The day to honor fathers is coming to a close. From handmade cards, to expensive tools, from home cooked meals to high end dining we search for ways to honor paternity. Honoring our fathers is a learned skill. The marketplace works hard to add price tags to the sound of children, young and grown, blessing those who fathered them.
How do we honor those to whom honor is due? If the words “good” and “father” belong together, you are blessed. So, how to remember and share the blessing? I sit on the back porch swing as the sun sets and study one memorial to our father. It is impressive, a monument in stone that witnesses to Robert Murray’s work in forestry, and the CCC, his lessons in ecology, his charter membership in the Resource, Conservation and Development Council for WV, and his bone-deep love of nature that he shared with his only brother, Bill.

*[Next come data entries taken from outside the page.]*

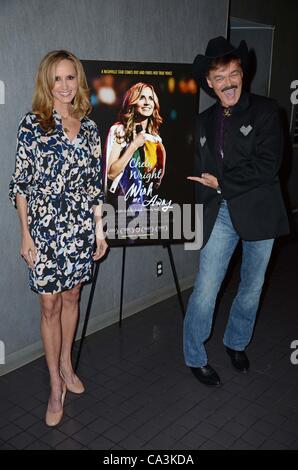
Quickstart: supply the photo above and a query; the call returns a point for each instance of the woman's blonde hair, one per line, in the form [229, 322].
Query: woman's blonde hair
[43, 101]
[127, 114]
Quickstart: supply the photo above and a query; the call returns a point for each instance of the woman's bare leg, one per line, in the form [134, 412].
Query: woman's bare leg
[69, 319]
[51, 333]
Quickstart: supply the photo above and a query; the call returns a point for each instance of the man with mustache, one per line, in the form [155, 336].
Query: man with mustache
[238, 155]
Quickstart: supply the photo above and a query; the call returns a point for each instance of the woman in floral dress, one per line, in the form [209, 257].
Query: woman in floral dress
[57, 189]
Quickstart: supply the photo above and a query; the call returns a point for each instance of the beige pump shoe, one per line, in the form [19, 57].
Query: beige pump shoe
[77, 387]
[54, 418]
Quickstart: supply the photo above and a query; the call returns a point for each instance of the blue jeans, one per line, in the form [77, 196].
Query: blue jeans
[214, 261]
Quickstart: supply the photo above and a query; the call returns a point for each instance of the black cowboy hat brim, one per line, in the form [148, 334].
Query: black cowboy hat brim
[202, 63]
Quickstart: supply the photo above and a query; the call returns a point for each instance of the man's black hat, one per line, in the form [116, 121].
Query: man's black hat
[217, 48]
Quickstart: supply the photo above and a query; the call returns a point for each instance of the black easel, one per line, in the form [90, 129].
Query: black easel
[94, 281]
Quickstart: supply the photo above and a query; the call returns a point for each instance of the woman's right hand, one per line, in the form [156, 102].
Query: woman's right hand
[28, 250]
[139, 140]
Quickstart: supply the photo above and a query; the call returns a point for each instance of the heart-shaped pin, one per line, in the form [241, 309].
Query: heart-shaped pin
[246, 130]
[202, 141]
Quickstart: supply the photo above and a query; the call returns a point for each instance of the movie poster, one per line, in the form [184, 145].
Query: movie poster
[145, 114]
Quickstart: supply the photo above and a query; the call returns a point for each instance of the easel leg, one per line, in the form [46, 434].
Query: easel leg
[87, 314]
[122, 286]
[176, 279]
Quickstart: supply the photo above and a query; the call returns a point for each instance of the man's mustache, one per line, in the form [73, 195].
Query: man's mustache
[229, 88]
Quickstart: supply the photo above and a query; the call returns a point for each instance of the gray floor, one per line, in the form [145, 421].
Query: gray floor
[141, 396]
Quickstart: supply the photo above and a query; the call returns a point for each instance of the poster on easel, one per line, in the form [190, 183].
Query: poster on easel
[145, 114]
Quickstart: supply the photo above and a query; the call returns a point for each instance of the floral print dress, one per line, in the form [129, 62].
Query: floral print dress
[61, 181]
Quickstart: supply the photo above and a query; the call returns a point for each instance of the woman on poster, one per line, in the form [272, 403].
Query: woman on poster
[135, 155]
[57, 190]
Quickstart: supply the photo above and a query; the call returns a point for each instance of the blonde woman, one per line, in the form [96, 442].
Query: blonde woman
[135, 155]
[57, 190]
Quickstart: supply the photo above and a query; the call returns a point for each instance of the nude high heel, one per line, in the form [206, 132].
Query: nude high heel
[54, 418]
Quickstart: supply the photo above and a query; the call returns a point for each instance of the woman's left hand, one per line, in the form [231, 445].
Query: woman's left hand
[101, 248]
[206, 179]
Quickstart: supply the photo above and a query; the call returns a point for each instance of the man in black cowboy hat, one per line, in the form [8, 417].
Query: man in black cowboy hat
[238, 155]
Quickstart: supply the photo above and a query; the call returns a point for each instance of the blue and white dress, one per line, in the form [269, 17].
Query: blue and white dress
[61, 181]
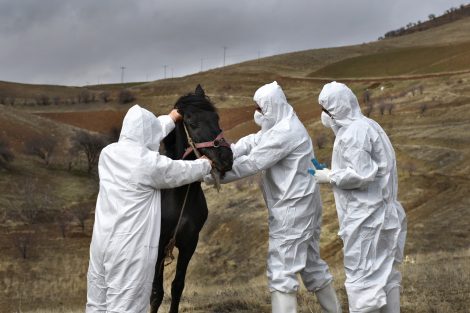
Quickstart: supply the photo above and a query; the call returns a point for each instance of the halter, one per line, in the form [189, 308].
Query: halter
[219, 141]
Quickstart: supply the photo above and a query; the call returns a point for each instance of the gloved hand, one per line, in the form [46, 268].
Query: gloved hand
[323, 176]
[209, 180]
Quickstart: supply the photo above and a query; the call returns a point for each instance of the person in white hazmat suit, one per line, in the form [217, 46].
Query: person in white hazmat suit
[372, 222]
[282, 151]
[126, 232]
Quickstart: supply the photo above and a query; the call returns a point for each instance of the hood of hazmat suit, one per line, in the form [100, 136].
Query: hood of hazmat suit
[126, 231]
[365, 185]
[282, 151]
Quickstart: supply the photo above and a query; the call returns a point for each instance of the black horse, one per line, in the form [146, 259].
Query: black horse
[202, 123]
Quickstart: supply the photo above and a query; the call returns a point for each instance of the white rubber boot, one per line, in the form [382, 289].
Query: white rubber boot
[393, 301]
[283, 302]
[328, 300]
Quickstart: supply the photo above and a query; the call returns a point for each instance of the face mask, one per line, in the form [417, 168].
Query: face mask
[263, 121]
[328, 122]
[258, 118]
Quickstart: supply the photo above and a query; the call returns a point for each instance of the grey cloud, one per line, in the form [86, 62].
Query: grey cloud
[75, 42]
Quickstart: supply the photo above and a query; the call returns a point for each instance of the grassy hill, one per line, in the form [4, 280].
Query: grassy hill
[420, 81]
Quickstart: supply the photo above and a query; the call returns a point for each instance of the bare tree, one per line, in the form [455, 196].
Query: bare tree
[382, 107]
[410, 167]
[42, 147]
[84, 96]
[366, 97]
[56, 100]
[90, 144]
[81, 213]
[23, 242]
[126, 96]
[6, 156]
[423, 108]
[105, 96]
[33, 200]
[63, 221]
[321, 140]
[43, 100]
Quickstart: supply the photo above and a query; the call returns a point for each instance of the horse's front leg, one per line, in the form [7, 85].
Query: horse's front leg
[185, 252]
[156, 297]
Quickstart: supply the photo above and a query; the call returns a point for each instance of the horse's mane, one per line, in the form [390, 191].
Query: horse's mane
[195, 101]
[176, 142]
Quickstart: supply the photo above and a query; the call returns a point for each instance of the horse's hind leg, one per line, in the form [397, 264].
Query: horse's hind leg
[185, 252]
[156, 297]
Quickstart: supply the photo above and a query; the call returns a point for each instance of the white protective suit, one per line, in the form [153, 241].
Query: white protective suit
[372, 221]
[282, 151]
[126, 232]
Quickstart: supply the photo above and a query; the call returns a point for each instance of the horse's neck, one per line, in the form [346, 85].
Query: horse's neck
[176, 144]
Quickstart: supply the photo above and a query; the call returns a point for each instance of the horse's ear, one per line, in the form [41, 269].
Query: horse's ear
[199, 91]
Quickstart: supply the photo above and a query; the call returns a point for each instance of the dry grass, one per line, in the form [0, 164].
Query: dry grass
[227, 272]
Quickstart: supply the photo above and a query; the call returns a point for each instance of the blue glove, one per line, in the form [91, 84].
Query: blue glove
[318, 165]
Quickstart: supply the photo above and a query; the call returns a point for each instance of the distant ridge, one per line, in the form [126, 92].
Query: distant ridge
[451, 15]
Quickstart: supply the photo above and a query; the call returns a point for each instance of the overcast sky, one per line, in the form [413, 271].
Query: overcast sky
[82, 42]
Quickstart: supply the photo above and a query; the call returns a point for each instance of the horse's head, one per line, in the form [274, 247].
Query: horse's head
[202, 123]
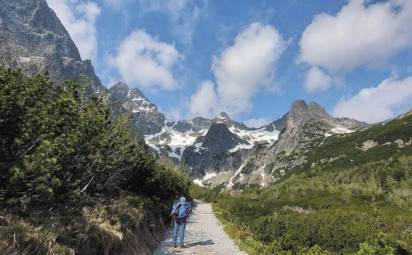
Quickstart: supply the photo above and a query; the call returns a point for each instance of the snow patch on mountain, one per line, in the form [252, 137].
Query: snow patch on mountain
[254, 136]
[339, 130]
[175, 140]
[231, 183]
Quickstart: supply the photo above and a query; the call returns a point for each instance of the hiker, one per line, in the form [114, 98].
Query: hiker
[180, 213]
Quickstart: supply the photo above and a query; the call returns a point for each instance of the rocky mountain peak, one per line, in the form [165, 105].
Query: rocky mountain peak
[119, 90]
[224, 116]
[33, 39]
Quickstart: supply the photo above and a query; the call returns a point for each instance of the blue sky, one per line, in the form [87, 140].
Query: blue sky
[251, 59]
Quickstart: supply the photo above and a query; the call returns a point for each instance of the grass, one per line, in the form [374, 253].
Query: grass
[106, 227]
[341, 201]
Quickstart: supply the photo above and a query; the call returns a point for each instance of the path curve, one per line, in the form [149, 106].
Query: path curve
[204, 235]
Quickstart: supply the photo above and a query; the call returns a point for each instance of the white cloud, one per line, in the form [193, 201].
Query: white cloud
[378, 103]
[256, 123]
[79, 18]
[317, 80]
[183, 15]
[247, 66]
[144, 61]
[205, 101]
[359, 34]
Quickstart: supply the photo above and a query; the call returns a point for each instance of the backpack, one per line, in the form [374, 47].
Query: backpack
[181, 212]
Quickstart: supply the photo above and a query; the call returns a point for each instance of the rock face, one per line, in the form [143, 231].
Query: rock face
[305, 126]
[33, 39]
[145, 116]
[217, 151]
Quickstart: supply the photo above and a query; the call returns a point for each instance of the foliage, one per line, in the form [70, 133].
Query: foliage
[339, 202]
[61, 152]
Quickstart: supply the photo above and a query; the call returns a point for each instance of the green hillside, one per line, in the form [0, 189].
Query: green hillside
[73, 178]
[346, 199]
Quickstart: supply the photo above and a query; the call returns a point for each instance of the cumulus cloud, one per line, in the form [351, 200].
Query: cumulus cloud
[205, 101]
[144, 61]
[183, 14]
[378, 103]
[317, 80]
[360, 34]
[244, 68]
[79, 18]
[256, 123]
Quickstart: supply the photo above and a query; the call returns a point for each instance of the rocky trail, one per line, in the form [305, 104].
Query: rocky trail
[204, 235]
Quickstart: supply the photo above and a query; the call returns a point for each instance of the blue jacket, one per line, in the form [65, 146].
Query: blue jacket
[184, 204]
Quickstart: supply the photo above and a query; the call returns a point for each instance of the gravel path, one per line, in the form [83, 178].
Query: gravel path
[204, 235]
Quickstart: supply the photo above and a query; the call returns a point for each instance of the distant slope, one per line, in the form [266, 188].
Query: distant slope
[306, 126]
[352, 195]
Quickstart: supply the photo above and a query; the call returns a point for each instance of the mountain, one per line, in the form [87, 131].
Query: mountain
[33, 39]
[145, 117]
[201, 144]
[305, 127]
[352, 194]
[223, 151]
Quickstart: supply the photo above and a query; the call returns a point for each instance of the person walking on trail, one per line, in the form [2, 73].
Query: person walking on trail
[180, 213]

Visitors to the Inn compliment his daughters on how we’ve honored him. Sometimes I just nod, sometimes I confess that it isn’t exactly what it seems. It doesn’t mark his grave; it wasn’t his, originally. Our mother discovered it on sale, in Texas, a “returned” monument, so to speak. Somehow she talked a trucker into driving this 1,800 lb. stone tree from Texas to Elizabeth for free. I often wondered what my father thought of his future memorial, but he never said. The bronze plaque listing his service to his country was added after his death.
His grave is not in town; it’s in the apple orchard on the Spring Creek farm. It’s where he asked us to put his ashes, and in WV, you can still pick your own resting place on ground that you know and love. This memorial is not impressive; it looks like the work of a child. It’s not high and lifted up; it’s so low to the ground you can mow over it. Ashes, then a crudely shaped heart made out of concrete, with a name spelled out in marbles made in WV. They shine when the early morning sun reaches them.
Two different ways to honor. Two different spaces. Two holy human places. How do we honor those to whom honor is due? I know I’ve reached the time when I have to choose. Keep the Inn, my mother’s dream or the Spring Creek farm, my father’s legacy? The time to choose is coming, but tonight I just sit and swing.